Reputation: 1506
I am trying to build a URL by joining some dynamic components. I thought of using something like os.path.join()
BUT for URLs in my case. From research I found urlparse.urljoin()
does the same thing. However, it looks like it only take two arguments at one time.
I have the following so far which works but looks repetitive:
a = urlparse.urljoin(environment, schedule_uri)
b = urlparse.urljoin(a, str(events_to_hours))
c = urlparse.urljoin(b, str(events_from_date))
d = urlparse.urljoin(c, str(api_version))
e = urlparse.urljoin(d, str(id))
url = e + '.json'
Output = http://example.com/schedule/12/20160322/v1/1.json
The above works and I tried to make it shorter this way:
url_join_items = [environment, schedule_uri, str(events_to_hours),
str(events_from_date), str(api_version), str(id), ".json"]
new_url = ""
for url_items in url_join_items:
new_url = urlparse.urljoin(new_url, url_items)
Output: http://example.com/schedule/.json
But the second implementation does not work. Please suggest me how to fix this or the better way of doing it.
EDIT 1:
The output from the reduce
solution looks like this (unfortunately):
Output: http://example.com/schedule/.json
Upvotes: 21
Views: 25268
Reputation: 14272
This is what worked for me all the best:
def join_url_parts(base: str, parts: list[str], allow_fragments: bool = True) -> str:
"""Join multiple URL parts together.
See the examples below. All of them would produce the same result:
`https://example.com/api/v1/users/`
print(join_url_parts("https://example.com", ["api", "v1", "users"]))

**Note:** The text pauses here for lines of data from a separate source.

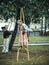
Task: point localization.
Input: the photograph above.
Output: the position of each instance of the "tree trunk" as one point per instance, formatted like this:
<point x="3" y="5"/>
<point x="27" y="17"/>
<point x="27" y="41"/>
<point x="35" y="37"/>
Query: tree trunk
<point x="15" y="30"/>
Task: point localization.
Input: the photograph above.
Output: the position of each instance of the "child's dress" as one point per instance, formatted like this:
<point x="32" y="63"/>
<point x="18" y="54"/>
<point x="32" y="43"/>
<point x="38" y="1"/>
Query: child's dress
<point x="23" y="39"/>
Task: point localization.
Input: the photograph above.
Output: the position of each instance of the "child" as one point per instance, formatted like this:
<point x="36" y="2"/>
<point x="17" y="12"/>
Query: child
<point x="23" y="39"/>
<point x="6" y="34"/>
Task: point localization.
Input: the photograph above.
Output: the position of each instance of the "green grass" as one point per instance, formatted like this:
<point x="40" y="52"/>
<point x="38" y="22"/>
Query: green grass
<point x="36" y="39"/>
<point x="39" y="55"/>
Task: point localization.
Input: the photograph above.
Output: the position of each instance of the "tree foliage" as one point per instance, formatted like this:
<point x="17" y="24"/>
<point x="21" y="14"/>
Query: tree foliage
<point x="33" y="9"/>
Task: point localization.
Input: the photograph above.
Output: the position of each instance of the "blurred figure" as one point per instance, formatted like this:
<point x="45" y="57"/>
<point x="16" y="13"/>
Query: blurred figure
<point x="6" y="35"/>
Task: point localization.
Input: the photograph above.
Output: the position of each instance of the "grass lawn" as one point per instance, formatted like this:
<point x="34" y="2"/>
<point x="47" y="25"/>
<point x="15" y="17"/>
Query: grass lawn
<point x="39" y="55"/>
<point x="32" y="39"/>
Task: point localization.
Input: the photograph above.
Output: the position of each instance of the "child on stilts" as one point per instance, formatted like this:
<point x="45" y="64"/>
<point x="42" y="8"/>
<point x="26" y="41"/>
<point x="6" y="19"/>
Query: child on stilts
<point x="23" y="39"/>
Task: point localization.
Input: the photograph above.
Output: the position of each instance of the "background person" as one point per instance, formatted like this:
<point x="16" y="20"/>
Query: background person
<point x="6" y="35"/>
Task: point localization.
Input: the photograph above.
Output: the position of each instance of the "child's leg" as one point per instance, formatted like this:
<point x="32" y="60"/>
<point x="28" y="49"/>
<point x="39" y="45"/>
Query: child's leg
<point x="18" y="52"/>
<point x="4" y="45"/>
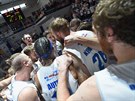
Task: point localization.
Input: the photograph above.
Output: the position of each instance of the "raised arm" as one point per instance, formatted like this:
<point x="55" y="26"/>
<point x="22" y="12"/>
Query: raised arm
<point x="63" y="64"/>
<point x="5" y="82"/>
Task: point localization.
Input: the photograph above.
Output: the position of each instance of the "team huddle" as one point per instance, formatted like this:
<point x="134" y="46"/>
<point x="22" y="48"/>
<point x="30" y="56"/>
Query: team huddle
<point x="79" y="65"/>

print(join_url_parts("https://example.com", ["api", "v1/", "users"]))
print(join_url_parts("https://example.com/", ["api/", "v1/", "users/"]))
print(join_url_parts("https://example.com/", ["/api/", "/v1/", "users/"]))
"""
url = "/".join(map(lambda x: str(x).strip("/"), parts)) + "/"
return urljoin(base, url, allow_fragments)
This basically replicates the standard urljoin
but allows the second arguments to be parts (list of strings).
Upvotes: 0
Reputation: 554
Simple solution will be:
def url_join(*parts: str) -> str:
import re
line = '/'.join(parts)
line = re.sub('/{2,}', '/', line)
return re.sub(':/', '://', line)
Upvotes: 2
Reputation: 37154
Here's a bit silly but workable solution, given that parts
is a list of URL parts in order
my_url = '/'.join(parts).replace('//', '/').replace(':/', '://')
I wish replace
would have a from
option but it does not hence the second one is to recover https://
double slash
Nice thing is you don't have to worry about parts already having (or not having) any slashes
Upvotes: 0
Reputation: 9709
I also needed something similar and came up with this solution:
from urllib.parse import urljoin, quote_plus
def multi_urljoin(*parts):
return urljoin(parts[0], "/".join(quote_plus(part.strip("/"), safe="/") for part in parts[1:]))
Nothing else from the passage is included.